Island Weirdness #35 — Flightless Giants

With the lack of large terrestrial mammals in New Zealand, birds were free to exploit the “big herbivore” niches in the ecosystem — and the giant moa were the ultimate result.

Closely related to modern South American tinamous, the ancestors of moa were small flying birds that arrived in New Zealand sometime in the early Cenozoic. At the time of the Miocene St Bathans fossil deposits they were already large and flightless, and by the Holocene they had grown truly enormous.

Uniquely they completely lost their wings, not even having the tiny vestigial bones seen in other large flightless birds.

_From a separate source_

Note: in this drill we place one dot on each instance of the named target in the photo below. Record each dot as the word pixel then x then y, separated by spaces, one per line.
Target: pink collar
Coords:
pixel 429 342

A stylized illustration of an extinct giant flightless bird. It has a tiny head with a downward-curving beak, a long neck, no wings at all, and long chunky legs.
Dinornis robustus

The South Island giant moa (Dinornis robustus) was the largest of them all, with females standing almost 2m tall at the back (6’6″) and able to reach their heads up to heights of around 3.6m (11’10”). It had a long neck, a relatively tiny head with a curved beak, and large powerful legs — and preserved hair-like body feathers show that it was reddish-brown in color.

It also had some of the most extreme sexual dimorphism seen in any bird species, with the males being significantly smaller than the females at only about 1.2m tall (3’11”). This seems to have been the result of scaling-up smaller differences in body size from their ancestors.

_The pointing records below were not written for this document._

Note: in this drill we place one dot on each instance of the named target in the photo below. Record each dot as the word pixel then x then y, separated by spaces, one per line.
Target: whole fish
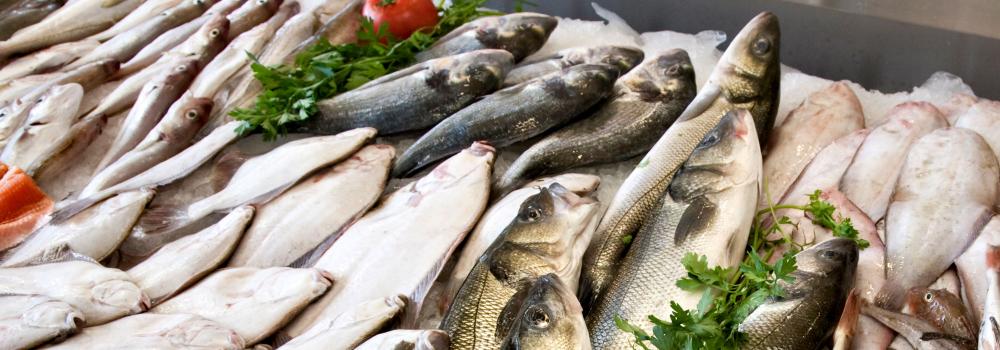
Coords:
pixel 826 115
pixel 46 60
pixel 76 20
pixel 746 77
pixel 160 277
pixel 549 235
pixel 25 13
pixel 942 309
pixel 155 98
pixel 429 92
pixel 95 233
pixel 254 302
pixel 807 314
pixel 400 246
pixel 351 328
pixel 100 294
pixel 155 331
pixel 623 57
pixel 311 215
pixel 27 321
pixel 873 173
pixel 945 194
pixel 708 210
pixel 415 339
pixel 521 34
pixel 513 114
pixel 171 135
pixel 549 317
pixel 644 104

A stylized illustration of an extinct flightless bird. It has a triangular downward curving beak, a long neck, small wings, and short stout legs.
Aptornis defossor

The adzebills were another odd group of big flightless birds whose ancestors also date back to sometime before the St Bathans deposits. They had large downward-curving beaks, short strong legs, and highly reduced wings that were smaller proportionally than those of the dodo.

They were less common than the moa, found only the drier forested parts of the lowlands, and based on isotope analysis of their bones they seem to have been predators hunting invertebrates, reptiles, and smaller birds.

When their remains were first discovered they were even thought to be a type of moa, but later studies (including recovered ancient DNA) have shown they were actually gruiformes, with their closest living relatives being either the South American trumpeters or the African flufftails.

The South Island adzebill (Aptornis defossor) was the slightly larger of the two species known from the Holocene, reaching sizes of about 0.8-1m tall (2’8″-3’3″).

The ancestors of the Māori people arrived in New Zealand around the year 1300, and sadly within about a century a combination of human hunting pressure and predation by introduced mammals sent both the moa and adzebills into total extinction.